Wednesday, April 17, 2013

On the day of the Boston Marathon bombing...

I was on my run around a local fitness trail when I received the text from my husband,
"there's been a bombing in Boston".
And suddenly I have the same feeling, the same sort of words run through my mind, as I did when I visited Ghana for the first time.
"How can such filth and poverty coexist with the totally different life I live on
 the same small planet at the very same time?"
I'm running, the spring sun peeks out from behind puffy cumulus clouds, worship music plays through the ear buds I'm wearing, occasionally interrupted by the voice of my automated running coach.
Meanwhile, not only on the same small planet,
but in the same small country,
others just ran right into horror and devastation.
Suddenly I'm aware that while I'm breathing in and out, someone else is taking their last breath.
While I'm a wee bit irritated that I just had to mail our taxes with a check for money owed,
someone else is mourning with pain indescribable over the death of their child.

That evening we pick up four year old granddaughter to take her with us to see only grandson's,
her cousin's, baseball game.
In the car she tells us that her mama told her some people got hurt at a running race.
Her daddy runs marathons, and immediately I 
want to reassure her that nothing like that will ever happen to him.
But I keep quiet, and in typical four year old fashion, her attention quickly shifts to something else.

At the baseball game, we eat peanuts, (in the shell),  and Cracker Jacks because she knows the song
and thinks it's some sort of law of the universe that those two snacks must be eaten at a baseball game.

The whole evening seems an old-fashioned snapshot of a simpler time in America.
It seems so wholesome, so simple, so safe.

Suddenly the sky changes, gray clouds roll in, and a few random sprinkles turns into a downpour.
We run with four year old granddaughter for the car, her laughing at the rain and pushing the hood of her jacket off on purpose.
As we pull the car out of the ball park, we see two rainbows.
One is so bright and so clear that we can clearly see where the end of it touches the grass.
I remember that one day,
 on this same small planet at the very same time,
our Redeemer will return,
and it will be the greatest day ever for some, 
but for the unrepentant wicked, a day of God's vengeance.
I remember that we're the ones who started this whole mess in His perfect, beautiful creation,
but that He's the One Who's going to make it all right again.
I remember, and I wait, and I long for it.

Still following,


  1. One of my favorite writings you've ever shared--you put into words what so many of us are feeling--so very bittersweet--

  2. I was so filled with rage yesterday, and then I had to stop and breathe Him in. Thank you for helping me to remember today, that He is coming back. Come quickly, Lord Jesus!

  3. Wow... I love this - your words, your photo's, your heart that shines through! Visiting from Jennifer Dukes Lee today - so glad I stopped by! I wait and long for Him too...

  4. The good that comes from tragedy like this is that it gives us all perspective, suddenly those things I held up as important aren't needful anymore. Your photos and words are a beautiful picture of redemption and hope.

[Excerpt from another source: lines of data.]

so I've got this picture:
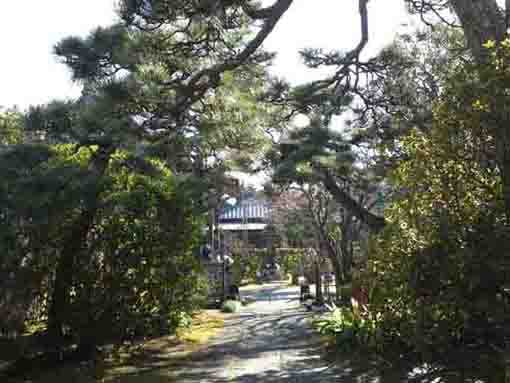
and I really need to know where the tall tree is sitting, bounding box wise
[55,0,510,226]
[270,114,385,232]
[301,184,366,303]
[18,1,292,345]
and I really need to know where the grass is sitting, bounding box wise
[4,310,225,383]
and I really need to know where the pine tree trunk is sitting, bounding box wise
[47,209,99,341]
[449,0,506,64]
[322,170,385,232]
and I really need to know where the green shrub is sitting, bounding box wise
[64,152,208,343]
[360,47,510,380]
[313,304,377,352]
[221,300,242,313]
[0,145,208,347]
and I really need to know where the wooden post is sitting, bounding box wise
[315,260,324,304]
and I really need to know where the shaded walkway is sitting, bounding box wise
[167,282,382,382]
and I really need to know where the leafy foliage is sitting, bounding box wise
[0,144,207,346]
[362,39,510,380]
[0,108,24,145]
[313,304,378,352]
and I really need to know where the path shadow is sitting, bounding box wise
[107,283,416,383]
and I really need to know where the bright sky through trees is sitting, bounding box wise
[0,1,409,110]
[0,0,117,109]
[263,1,410,84]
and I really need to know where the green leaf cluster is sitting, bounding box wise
[362,40,510,378]
[313,304,378,352]
[0,108,23,145]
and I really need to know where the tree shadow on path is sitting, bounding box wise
[110,283,413,383]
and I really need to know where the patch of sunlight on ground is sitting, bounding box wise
[23,320,47,336]
[22,310,225,383]
[176,310,225,344]
[103,310,224,382]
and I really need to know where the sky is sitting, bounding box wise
[0,0,118,110]
[0,1,411,111]
[263,0,410,84]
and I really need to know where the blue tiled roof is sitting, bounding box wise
[219,199,270,221]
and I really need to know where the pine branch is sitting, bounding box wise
[318,165,386,232]
[174,0,293,115]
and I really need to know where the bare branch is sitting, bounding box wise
[241,0,288,19]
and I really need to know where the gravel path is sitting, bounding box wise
[169,282,382,382]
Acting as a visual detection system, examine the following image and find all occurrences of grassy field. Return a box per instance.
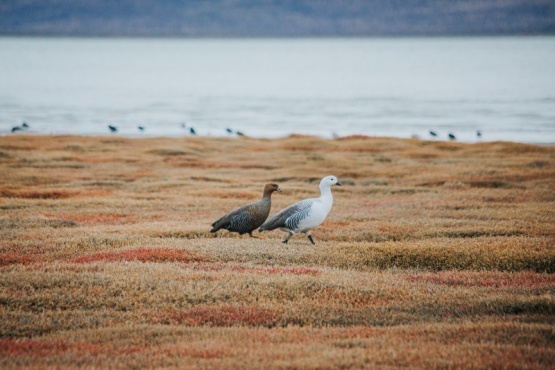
[0,134,554,369]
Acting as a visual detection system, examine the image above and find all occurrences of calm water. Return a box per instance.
[1,37,554,143]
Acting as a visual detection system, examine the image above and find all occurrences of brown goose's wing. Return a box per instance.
[211,198,270,234]
[210,205,247,233]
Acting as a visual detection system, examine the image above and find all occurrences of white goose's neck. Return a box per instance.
[319,184,334,211]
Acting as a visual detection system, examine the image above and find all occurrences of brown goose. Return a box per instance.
[210,183,281,237]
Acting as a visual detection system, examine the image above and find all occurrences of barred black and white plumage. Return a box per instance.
[259,176,341,245]
[258,199,312,232]
[210,183,281,237]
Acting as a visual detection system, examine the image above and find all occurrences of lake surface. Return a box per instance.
[1,37,554,143]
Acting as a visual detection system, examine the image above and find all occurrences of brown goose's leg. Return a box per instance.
[249,231,264,239]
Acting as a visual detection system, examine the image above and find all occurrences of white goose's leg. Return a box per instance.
[306,230,315,245]
[282,231,294,244]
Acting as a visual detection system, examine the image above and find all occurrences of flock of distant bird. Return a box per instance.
[9,121,482,141]
[107,125,480,140]
[9,121,244,137]
[107,122,244,137]
[107,125,482,140]
[428,130,482,141]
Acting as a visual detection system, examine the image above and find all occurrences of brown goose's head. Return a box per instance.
[263,183,282,197]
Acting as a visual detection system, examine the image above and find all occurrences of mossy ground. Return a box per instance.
[1,135,554,368]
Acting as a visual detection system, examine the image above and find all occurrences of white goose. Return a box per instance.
[258,175,341,244]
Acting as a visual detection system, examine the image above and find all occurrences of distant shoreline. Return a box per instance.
[3,133,554,146]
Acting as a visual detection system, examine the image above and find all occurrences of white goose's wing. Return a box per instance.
[259,199,314,232]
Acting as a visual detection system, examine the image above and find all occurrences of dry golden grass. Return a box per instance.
[1,134,554,369]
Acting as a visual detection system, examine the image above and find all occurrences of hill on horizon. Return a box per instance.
[1,0,554,37]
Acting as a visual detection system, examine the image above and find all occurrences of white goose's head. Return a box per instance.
[320,175,341,189]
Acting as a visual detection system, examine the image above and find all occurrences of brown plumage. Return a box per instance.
[210,183,281,237]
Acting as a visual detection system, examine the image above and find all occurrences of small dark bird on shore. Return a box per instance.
[448,133,456,140]
[189,127,197,135]
[108,125,118,133]
[476,130,482,138]
[226,128,245,137]
[211,183,282,237]
[138,126,145,132]
[11,122,30,133]
[429,130,437,137]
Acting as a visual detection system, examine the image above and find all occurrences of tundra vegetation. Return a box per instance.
[0,135,554,369]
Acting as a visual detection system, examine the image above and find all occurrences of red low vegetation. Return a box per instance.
[0,339,102,358]
[0,252,35,267]
[68,247,204,264]
[0,338,142,359]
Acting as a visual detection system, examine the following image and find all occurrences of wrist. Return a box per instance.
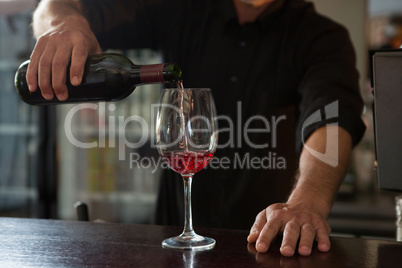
[33,0,86,37]
[286,183,332,219]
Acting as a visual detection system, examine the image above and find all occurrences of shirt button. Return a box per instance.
[239,41,246,48]
[229,76,239,83]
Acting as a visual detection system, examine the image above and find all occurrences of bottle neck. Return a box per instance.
[138,63,167,84]
[132,63,182,85]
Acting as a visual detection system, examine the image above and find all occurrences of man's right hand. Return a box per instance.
[27,0,101,101]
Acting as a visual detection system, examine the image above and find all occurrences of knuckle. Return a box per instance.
[52,60,69,74]
[270,209,288,221]
[290,213,302,222]
[39,58,51,70]
[311,218,322,227]
[54,30,74,43]
[38,81,51,92]
[317,224,331,235]
[38,76,51,91]
[58,30,71,39]
[264,223,278,234]
[73,46,88,57]
[52,58,67,69]
[284,222,300,237]
[258,209,266,217]
[286,220,300,232]
[312,217,329,230]
[301,223,315,234]
[39,30,74,48]
[52,80,64,92]
[251,211,267,231]
[35,34,49,45]
[250,224,262,233]
[267,203,284,212]
[38,80,51,91]
[295,212,313,224]
[29,52,39,63]
[255,210,266,222]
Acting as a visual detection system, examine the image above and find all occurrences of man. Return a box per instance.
[27,0,366,256]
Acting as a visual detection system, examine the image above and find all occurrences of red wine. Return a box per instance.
[14,53,182,105]
[161,151,214,175]
[177,80,184,89]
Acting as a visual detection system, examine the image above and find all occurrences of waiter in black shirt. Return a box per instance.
[27,0,366,257]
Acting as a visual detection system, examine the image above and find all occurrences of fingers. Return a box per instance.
[280,220,300,256]
[280,220,330,257]
[297,223,315,256]
[69,34,102,86]
[30,46,73,101]
[38,45,56,100]
[27,43,86,101]
[26,59,39,93]
[70,46,89,86]
[247,210,266,243]
[248,204,331,257]
[25,27,100,102]
[52,48,73,101]
[27,35,61,101]
[26,38,46,93]
[252,207,284,253]
[256,221,281,253]
[316,225,331,252]
[248,205,284,253]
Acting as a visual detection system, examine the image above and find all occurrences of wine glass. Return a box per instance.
[156,88,218,250]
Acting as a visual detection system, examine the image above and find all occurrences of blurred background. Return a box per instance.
[1,0,402,239]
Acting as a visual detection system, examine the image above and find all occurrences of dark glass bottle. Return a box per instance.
[14,53,182,105]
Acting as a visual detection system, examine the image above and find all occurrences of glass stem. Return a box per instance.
[182,175,195,236]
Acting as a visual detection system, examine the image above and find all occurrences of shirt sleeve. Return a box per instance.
[294,13,366,155]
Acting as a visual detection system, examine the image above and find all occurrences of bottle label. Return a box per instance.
[140,64,165,83]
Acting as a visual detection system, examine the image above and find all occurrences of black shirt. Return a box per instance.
[81,0,366,229]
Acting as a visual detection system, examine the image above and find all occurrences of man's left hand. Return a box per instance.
[247,202,331,257]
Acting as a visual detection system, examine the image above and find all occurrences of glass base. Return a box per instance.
[162,233,216,251]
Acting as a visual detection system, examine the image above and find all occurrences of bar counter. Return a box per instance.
[0,217,401,267]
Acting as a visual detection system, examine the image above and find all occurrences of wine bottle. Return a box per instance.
[14,53,183,105]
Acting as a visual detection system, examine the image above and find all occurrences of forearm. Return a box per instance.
[248,125,353,256]
[32,0,86,38]
[287,125,352,218]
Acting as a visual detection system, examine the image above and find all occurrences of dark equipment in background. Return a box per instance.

  5. Oh, Elizabeth, this so touched me. The photo of your (husband?) kissing the top of your daughter's (?) head is what did me in.
    Oh, how precious our lives are and those of our loved ones.

  6. My heart is literally pounding in my chest as I sit here. This post was truly inspired. Yes, yes, yes. I understand the words, "come quickly Lord" so well these days.

  7. Really wonderful ... yes life does move on even in the midst of tragedy and sorrow. I love the picture of your little one she is just adorable.

  8. It's been a week where I've been more Home-sick then I've been in a good long while, Elizabeth. Grateful for your words here.

  9. Reading your words, looking at your amazing photos, it was all like a balm for my weary soul. I love you, Elizabeth. I really, really do.